Of course, as PM you have to take notice of what people are thinking. For that, you’ve got the polling. If they’re really against something, got some bee in their bonnet, well, don’t do it. Doesn’t matter. Win some, lose some. Don’t get into a sweat at the occasional loss. Just keep on eye on the fundamentals. And know that incremental change is worthwhile – the FX operates to the fourth decimal point.

And everyone agrees, really.
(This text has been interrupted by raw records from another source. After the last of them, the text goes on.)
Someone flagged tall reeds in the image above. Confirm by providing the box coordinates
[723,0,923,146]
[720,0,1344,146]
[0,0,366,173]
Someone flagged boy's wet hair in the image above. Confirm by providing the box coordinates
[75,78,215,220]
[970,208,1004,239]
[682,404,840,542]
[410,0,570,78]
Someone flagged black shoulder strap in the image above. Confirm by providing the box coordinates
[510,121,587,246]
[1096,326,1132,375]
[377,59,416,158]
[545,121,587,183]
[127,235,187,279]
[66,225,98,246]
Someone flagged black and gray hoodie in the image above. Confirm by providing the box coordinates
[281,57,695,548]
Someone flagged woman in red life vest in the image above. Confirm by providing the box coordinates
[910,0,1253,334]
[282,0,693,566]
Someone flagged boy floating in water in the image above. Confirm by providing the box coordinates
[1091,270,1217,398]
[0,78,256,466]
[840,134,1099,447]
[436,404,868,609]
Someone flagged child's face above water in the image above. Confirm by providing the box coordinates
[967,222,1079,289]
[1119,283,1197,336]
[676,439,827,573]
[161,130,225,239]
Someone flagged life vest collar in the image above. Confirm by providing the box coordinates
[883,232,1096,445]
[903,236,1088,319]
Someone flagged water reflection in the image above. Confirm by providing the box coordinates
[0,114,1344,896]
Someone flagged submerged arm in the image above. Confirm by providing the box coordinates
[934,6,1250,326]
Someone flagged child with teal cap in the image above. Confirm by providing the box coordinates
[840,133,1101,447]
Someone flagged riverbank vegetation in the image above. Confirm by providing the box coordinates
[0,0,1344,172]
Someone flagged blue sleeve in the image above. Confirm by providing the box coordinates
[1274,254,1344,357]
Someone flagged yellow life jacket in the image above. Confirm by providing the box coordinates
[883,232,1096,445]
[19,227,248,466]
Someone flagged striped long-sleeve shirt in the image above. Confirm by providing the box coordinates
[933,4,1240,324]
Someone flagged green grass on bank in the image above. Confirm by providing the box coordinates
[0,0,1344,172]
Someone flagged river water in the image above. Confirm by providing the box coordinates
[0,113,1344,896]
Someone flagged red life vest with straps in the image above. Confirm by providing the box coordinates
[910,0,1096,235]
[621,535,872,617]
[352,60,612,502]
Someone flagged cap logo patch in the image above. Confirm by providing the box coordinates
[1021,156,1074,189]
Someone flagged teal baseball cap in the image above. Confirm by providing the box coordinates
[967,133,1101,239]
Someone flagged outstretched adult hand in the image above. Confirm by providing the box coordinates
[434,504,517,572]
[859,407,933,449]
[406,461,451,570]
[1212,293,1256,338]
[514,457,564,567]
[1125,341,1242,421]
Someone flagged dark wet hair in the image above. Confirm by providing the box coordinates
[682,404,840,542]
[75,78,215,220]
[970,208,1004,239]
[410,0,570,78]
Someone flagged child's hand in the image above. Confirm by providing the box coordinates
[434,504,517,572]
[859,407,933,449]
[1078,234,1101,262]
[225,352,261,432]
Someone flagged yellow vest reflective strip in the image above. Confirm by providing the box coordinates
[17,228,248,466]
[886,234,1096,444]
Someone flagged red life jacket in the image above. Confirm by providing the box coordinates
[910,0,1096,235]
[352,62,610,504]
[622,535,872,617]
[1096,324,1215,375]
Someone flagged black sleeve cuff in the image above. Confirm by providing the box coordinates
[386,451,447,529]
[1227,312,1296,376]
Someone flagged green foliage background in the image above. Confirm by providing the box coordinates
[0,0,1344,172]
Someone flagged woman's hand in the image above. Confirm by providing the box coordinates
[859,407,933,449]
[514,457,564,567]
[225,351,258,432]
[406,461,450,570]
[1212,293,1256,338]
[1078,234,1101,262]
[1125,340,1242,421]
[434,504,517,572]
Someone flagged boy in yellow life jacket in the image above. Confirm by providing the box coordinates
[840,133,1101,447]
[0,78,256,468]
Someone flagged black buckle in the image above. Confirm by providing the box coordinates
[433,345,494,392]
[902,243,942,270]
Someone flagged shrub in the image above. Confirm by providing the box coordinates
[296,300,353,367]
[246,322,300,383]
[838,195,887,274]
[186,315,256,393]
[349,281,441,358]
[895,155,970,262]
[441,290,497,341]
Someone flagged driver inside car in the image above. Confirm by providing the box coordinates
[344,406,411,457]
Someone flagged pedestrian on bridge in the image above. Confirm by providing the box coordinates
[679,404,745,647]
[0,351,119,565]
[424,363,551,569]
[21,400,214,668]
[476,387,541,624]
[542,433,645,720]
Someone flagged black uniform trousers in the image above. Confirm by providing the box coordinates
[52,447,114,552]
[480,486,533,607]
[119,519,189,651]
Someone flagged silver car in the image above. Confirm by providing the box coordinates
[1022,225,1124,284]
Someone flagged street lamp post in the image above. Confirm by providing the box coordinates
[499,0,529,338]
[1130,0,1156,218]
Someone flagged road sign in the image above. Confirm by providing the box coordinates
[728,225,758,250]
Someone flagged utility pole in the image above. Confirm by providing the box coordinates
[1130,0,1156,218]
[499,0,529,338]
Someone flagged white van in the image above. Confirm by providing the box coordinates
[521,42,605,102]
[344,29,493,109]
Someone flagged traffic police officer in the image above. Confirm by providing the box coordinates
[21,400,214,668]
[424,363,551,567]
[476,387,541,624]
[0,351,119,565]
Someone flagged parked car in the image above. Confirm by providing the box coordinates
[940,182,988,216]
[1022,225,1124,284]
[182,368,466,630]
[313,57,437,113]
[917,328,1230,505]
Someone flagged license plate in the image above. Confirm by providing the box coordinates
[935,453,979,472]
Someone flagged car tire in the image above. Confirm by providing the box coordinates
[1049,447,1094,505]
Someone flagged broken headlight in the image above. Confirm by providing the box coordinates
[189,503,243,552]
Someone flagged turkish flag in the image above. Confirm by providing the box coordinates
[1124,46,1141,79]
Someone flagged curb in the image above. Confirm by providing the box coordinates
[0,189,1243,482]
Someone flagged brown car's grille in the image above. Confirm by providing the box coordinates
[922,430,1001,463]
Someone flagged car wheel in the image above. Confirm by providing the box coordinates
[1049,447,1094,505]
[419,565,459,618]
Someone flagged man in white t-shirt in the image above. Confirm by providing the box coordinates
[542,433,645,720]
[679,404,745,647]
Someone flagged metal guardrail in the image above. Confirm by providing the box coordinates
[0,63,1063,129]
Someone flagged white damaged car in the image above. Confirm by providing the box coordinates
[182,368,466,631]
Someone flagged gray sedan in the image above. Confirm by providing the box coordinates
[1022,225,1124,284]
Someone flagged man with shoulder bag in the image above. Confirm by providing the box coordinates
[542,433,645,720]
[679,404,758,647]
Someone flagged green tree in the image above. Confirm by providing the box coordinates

Is Labour against the FX? Nah. The Greens? Nah. So what are they on about? Trying to sweat the little stuff – workplace laws, environment – stuff like that. Of course, as you move around you do see some shit that makes you think. Syria, ISIS, people who’ve lost the plot, gone sort of primitive, dog eat dog, blood and guts. What war must have been like. Before drones. But the FX’ll sort it out. I mean, it’s dog eat dog, but doesn’t involve fists or rocket launchers. It’s civilised. The only problem is if someone starts attacking that. This Sanders bloke is a bit of a worry, but he’ll go away. Thank God we haven’t got anyone like him in this country.

Right, got to get on the plane again. My daughter’s got a graduation in Paris. Better head off for the weekend. You know, if you’re really smart, you can create a bit of a dynasty. Not bad for a kid from a state house.